Proposed model through which HBV infection induces liver fibrosis via the TGF-β1/miR-21-5p pathway. HBV infection enhances TGF-β1 production and secretion in hepatocytes, in turn activating hepatic stellate cells and inhibiting Smad7 expression through miR-21-5p. HBV, hepatitis B virus; miR, microRNA.

Liver fibrosis is characterized by excessive deposition of ECM in the liver, with ensuing destruction of the liver architecture (28). HSCs are the main sources of ECM, and their activation has been considered as a key event in liver fibrosis (40). In this process, cytokines released from injured hepatocytes initiates HSC activation (41). In the present study, hepatocyte-HSC interaction was stimulated using a co-culture system, as previously reported (27). It was demonstrated that co-culture with HBV-infected NTCP-Huh7.5.1 cells significantly enhanced CoL1A1 expression in LX2 cells compared with mock infection, which was reduced by miR-21-5p overexpression, suggesting that miR-21-5p inhibited HBV-induced liver fibrosis.

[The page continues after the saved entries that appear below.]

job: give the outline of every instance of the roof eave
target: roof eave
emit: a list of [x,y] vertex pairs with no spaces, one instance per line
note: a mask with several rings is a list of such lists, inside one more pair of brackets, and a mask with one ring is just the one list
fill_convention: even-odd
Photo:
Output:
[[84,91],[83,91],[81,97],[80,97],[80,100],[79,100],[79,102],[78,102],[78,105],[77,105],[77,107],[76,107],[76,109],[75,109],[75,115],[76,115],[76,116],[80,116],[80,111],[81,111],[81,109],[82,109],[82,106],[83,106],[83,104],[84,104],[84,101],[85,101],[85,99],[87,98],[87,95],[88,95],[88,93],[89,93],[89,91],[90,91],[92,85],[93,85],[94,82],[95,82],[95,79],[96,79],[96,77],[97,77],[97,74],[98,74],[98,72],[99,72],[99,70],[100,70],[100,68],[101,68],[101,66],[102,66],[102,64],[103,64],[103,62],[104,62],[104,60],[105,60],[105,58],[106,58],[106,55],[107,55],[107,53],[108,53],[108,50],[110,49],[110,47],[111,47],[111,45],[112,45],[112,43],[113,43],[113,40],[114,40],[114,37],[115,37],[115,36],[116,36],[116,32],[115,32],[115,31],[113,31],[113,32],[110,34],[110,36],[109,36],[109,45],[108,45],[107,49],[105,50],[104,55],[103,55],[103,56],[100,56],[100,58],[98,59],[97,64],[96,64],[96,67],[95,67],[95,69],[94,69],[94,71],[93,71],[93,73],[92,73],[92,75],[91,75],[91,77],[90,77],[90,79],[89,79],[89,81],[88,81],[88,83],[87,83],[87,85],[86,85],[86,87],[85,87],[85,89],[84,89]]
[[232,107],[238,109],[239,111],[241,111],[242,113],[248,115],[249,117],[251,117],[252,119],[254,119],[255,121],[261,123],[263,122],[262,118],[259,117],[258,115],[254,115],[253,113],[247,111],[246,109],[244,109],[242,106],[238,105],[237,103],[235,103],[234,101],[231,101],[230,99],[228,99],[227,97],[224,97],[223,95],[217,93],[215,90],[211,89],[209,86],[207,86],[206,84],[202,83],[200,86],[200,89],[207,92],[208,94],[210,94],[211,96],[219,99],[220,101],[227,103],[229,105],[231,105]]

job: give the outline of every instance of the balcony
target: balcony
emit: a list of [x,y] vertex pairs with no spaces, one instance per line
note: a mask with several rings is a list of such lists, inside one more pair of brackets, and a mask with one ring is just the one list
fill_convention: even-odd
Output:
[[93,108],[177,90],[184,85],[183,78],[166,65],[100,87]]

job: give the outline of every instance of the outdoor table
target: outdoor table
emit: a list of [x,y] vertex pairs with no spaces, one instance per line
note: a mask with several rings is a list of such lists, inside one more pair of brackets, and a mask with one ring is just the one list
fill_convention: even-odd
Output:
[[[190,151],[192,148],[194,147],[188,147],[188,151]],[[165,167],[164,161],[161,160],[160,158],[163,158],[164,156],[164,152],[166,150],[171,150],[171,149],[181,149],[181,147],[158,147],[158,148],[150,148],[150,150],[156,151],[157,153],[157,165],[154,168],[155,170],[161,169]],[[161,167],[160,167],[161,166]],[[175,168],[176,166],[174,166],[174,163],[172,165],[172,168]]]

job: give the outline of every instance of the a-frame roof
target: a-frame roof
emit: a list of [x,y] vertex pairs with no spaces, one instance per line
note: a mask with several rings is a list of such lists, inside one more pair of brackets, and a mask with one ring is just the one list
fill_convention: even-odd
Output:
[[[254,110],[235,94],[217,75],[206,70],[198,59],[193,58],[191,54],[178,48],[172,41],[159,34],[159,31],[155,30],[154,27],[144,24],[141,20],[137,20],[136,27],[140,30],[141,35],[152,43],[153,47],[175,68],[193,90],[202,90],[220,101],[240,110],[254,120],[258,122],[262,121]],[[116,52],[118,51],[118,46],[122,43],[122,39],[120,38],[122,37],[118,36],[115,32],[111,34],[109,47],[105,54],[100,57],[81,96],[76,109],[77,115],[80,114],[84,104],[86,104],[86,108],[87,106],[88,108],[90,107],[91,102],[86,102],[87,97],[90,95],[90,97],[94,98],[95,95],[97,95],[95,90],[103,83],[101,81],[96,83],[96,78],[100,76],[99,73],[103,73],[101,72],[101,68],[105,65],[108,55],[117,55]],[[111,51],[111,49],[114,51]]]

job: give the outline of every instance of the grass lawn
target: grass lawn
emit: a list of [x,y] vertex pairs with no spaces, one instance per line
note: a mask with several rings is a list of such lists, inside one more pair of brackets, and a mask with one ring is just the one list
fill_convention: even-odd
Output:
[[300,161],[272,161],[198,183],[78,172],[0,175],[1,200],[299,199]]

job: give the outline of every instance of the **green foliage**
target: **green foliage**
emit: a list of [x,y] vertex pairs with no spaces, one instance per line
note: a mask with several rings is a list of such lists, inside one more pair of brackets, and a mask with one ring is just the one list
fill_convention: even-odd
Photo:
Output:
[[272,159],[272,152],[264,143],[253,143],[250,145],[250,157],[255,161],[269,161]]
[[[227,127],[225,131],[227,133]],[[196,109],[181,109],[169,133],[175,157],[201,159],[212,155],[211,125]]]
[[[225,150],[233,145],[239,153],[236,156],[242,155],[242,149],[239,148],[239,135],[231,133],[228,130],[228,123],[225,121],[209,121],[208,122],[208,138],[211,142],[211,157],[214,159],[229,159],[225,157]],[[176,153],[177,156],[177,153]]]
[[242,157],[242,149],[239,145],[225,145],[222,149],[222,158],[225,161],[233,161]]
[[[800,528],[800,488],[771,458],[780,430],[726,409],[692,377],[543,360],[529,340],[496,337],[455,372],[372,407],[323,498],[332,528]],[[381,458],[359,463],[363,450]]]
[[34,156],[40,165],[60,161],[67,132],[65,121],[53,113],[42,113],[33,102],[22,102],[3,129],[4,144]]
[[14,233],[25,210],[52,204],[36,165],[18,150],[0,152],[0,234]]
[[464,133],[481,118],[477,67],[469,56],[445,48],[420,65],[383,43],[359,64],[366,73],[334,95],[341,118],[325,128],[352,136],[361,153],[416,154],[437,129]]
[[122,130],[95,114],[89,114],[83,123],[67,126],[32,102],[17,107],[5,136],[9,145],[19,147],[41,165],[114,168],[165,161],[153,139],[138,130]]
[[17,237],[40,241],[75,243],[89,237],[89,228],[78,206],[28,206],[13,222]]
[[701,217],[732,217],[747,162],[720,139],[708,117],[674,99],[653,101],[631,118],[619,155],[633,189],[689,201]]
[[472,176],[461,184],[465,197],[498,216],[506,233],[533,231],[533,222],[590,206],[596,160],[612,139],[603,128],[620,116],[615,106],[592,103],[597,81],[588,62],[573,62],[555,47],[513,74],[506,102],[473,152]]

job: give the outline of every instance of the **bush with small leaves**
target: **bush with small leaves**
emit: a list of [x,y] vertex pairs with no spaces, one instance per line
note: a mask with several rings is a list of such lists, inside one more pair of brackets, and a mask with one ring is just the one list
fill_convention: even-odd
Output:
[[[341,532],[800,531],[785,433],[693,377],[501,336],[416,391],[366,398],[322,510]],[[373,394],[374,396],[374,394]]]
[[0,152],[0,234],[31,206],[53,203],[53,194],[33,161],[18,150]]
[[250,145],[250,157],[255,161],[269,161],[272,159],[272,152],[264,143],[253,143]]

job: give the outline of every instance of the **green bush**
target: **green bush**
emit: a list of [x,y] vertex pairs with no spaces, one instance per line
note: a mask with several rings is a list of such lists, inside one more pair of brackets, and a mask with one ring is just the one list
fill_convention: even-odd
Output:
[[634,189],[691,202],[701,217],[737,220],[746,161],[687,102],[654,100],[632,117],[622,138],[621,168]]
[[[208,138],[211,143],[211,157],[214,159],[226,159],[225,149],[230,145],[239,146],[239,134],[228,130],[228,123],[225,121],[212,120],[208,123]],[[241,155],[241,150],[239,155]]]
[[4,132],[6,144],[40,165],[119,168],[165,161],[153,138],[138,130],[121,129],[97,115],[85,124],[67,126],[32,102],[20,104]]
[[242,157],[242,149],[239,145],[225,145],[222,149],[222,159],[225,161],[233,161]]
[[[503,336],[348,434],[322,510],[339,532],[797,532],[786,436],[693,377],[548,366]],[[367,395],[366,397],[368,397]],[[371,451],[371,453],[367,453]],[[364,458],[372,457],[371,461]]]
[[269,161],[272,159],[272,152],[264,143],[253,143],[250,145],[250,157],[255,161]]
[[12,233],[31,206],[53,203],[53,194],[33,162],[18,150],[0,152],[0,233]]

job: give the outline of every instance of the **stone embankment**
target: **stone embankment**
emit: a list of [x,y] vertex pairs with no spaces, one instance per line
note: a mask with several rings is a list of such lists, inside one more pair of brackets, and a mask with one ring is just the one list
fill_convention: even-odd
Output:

In addition, the correlation between miR-21-5p and liver fibrosis was examined. Results from 29 patients indicated that liver miR-21-5p expression exhibited a strong positive correlation with liver fibrosis (r=0.888; P<0.05). Furthermore, miR-21-5p levels were evaluated according to the HBV DNA levels, and it was observed that liver miR-21-5p levels did not differ significantly between patients with HBV DNA >5 log and those with HBV levels <5 log. There was no significant positive correlation between miR-21-5p and HBV DNA levels (r=-0.158).

In conclusion, the results of the present study revealed that HBV leads to liver fibrosis by regulating the TGF-β1/miR-21-5p pathway. Therefore, miR-21-5p may be a novel target for the treatment of HBV-induced liver fibrosis.